Well, if you are grafting hard, twisted wood like jujubes or muscadines, tightening the bands until the wood aligns kinda makes sense. But…paw paw branches are hardly “wood” and are easily pulled snug w/o much persuasion. Maybe doing cleft grafts with twigs that are not very mismatched in thickness might be simpler. Only put enough band tension to hold the 3 pcs. snug, not smashed together wherein the soft, thin, fragile, paper-thin skin won’t get choked to death. Is the skin/bark on any other fruit tree as underengineered, underfortified, underdeveloped,or unfit for rough handling as paw paws???
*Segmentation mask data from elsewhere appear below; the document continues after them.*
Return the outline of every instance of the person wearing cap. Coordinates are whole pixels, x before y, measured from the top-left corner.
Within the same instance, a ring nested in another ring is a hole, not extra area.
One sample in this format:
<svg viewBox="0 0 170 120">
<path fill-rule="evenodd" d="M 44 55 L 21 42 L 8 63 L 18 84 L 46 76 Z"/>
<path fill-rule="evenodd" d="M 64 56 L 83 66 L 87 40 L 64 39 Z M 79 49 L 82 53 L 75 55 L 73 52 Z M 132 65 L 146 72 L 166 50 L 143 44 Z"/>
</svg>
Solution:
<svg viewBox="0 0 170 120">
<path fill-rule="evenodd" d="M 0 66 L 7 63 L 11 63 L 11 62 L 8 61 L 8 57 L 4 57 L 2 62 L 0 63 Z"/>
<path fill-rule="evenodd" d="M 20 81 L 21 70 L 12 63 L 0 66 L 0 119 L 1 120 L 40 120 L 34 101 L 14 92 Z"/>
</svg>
Fruit- Thanks for bringing up pawpaw bark fragility- I had never really thought about it but now that you mention it that accounts for my strangulation crime against Asimina triloba. Next spring will be much gentler. I always tell friends that almost everything about pawpaws is just different, weird, unusual, which makes it very interesting. Always learning something new.

The “mega chip-bud bark inlay” http://www.redfernfarm.com/Practical%20Grafting.pdf is supposed to be good for paw paws. I’ve never used it, or grafted pawpaws, and haven’t found much research about it. Someone had this link in a thread this past Spring, but I don’t recall the thread.